[PATCH] D17212: [ThinLTO] Support for call graph in per-module and combined summary.

Teresa Johnson via llvm-commits llvm-commits at lists.llvm.org
Thu Feb 25 07:12:02 PST 2016

tejohnson added a comment.

Responses to Mehdi's comments.

Comment at: include/llvm/Bitcode/LLVMBitCodes.h:190-203
@@ -189,5 +189,16 @@
   enum FunctionSummarySymtabCodes {
-    FS_CODE_PERMODULE_ENTRY = 1,  // FS_ENTRY: [valueid, linkage, instcount]
-    FS_CODE_COMBINED_ENTRY  = 2,  // FS_ENTRY: [modid, linkage, instcount]
+    // PERMODULE_NOCALLS: [valueid, linkage, instcount]
+    // PERMODULE_CALLS: [valueid, linkage, instcount, n x valueid]
+    // PERMODULE_CALLS_PROFILE: [valueid, linkage, instcount,
+    //                           n x (valueid, count)]
+    // COMBINED_NOCALLS: [modid, linkage, instcount]
+    // COMBINED_CALLS: [modid, linkage, instcount, n x valueid]
+    // COMBINED_CALLS_PROFILE: [modid, linkage, instcount, n x (valueid, count)]
Agreed, although I think we are still in the heavy churn tuning phase. 

Comment at: include/llvm/Bitcode/LLVMBitCodes.h:195
@@ +194,3 @@
+    // PERMODULE_CALLS_PROFILE: [valueid, linkage, instcount,
+    //                           n x (valueid, count)]
Actually my first implementation of this used a single record id. What I did was add a bit to indicate whether there was any profile data, so that the reader knew how to interpret the array data at the end (as either a list of just callee ids, or <callee id, count> pairs). I think I used the size of the record to deduce whether there was any call information. I decided to switch to explicitly encoding this information in the record id because it seemed cleaner and more consistent, and also removed a bit from each record (the profile flag).
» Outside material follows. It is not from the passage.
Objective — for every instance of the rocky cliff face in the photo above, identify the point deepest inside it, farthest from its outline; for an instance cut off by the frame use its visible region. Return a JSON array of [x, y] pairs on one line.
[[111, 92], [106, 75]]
This reduces the size for large .o bitcode files and for the combined index, although the size for small .o bitcode files is a bit larger due to the 2 extra abbrev ids.

I could probably go back to using the size to deduce the presence or absence of call information, and reduce this to 2 per summary type. WDYT?

Comment at: include/llvm/IR/FunctionInfo.h:97
@@ +96,3 @@
+  /// Record a call graph edge from this function to the function identified
+  /// by \p CalleeGUID, with cumulative profile count (across all calls from
joker.eph wrote:
> > Without profile data, it might be useful to record the number of static callsites from a function to the callee. This can help compiler backend to make better global decisions later (e.g. better inlining and enable more function GC).
> Can you elaborate how would you use this information and how it would help inlining and GC? 
I think what David was alluding to was similar to what I was describing on IRC yesterday - if you know you have a single static callsite via the summary, you can give the same inline cost benefit currently given for internal(ized) single-callsite functions. Then if it is inlined, hopefully the original out-of-line function can be eliminated via linker GC.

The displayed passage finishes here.